Sometimes it is necessary (or just desired) to run a command repeatedly every n seconds.  When I first started using Linux some years back I saw someone use a while loop that was always true, coupled with a sleep and clear commands to make a command run infinitely every n seconds.

Here is an example:

while true; do dig +short putorius.net; sleep 4; clear; done

It wasn't until some time later I found the little known "watch" command.

Watch is used when you need to run a command infinitely to monitor the output.  The console is cleared which makes it easy to observe changes to the output. Watch will run indefinitely or until it is stopped using the CTRL+C combination.

Let's take a look at the basic functions of watch and some of it's options.

To get the same results as the while loop above, we can simply do:

watch -n 4 dig +short putorius.net

NOTE: By default watch will run every two seconds, if this is desired the "-n" switch can be left out.

Sample output

In the screenshot above you can see there is a header that shows you the interval and the command which is being run on the left side and the current time and date on the right side.  That is followed by the output of the command.

There are a few very useful options that are incorporated with watch.

Differences option (-d):

Using -d will tell watch to highlight all the changes on each iteration of the command.  The screenshot below is an example if a difference being highlighted.

NOTE: The highlighting may look different depending on your terminal/console color settings.

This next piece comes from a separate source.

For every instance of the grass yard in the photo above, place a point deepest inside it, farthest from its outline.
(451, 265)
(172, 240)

The highlighted differences will disappear during the next iteration of the command.  To keep all the differences highlighted use the -d=cumulative option.  For example:

watch -d=cumulative dig +short putorius.net

Exit on error (-e):

Using -e will tell watch to exit if the given command exits with a non-zero or error status.

No header option (-t):

Using -t option will turn the header information (Number of seconds, command and current date info at top of display) off.

Here is a screenshot of watch running with the -t option:

Exit on output change (-g):

Using -g will tell watch to exit when the output of the command changes.

Watch can also be used on a pipeline of several commands for more in depth monitoring of output.  For example let's say we wanted to monitor the query time of the DNS server, we can pipe several commands together like so:

watch 'dig putorius.net | grep Query'

NOTE: If using a pipeline it must be enclosed in quotes, either single or double

For more options you can enter "watch -h" on the command line, or check the man page.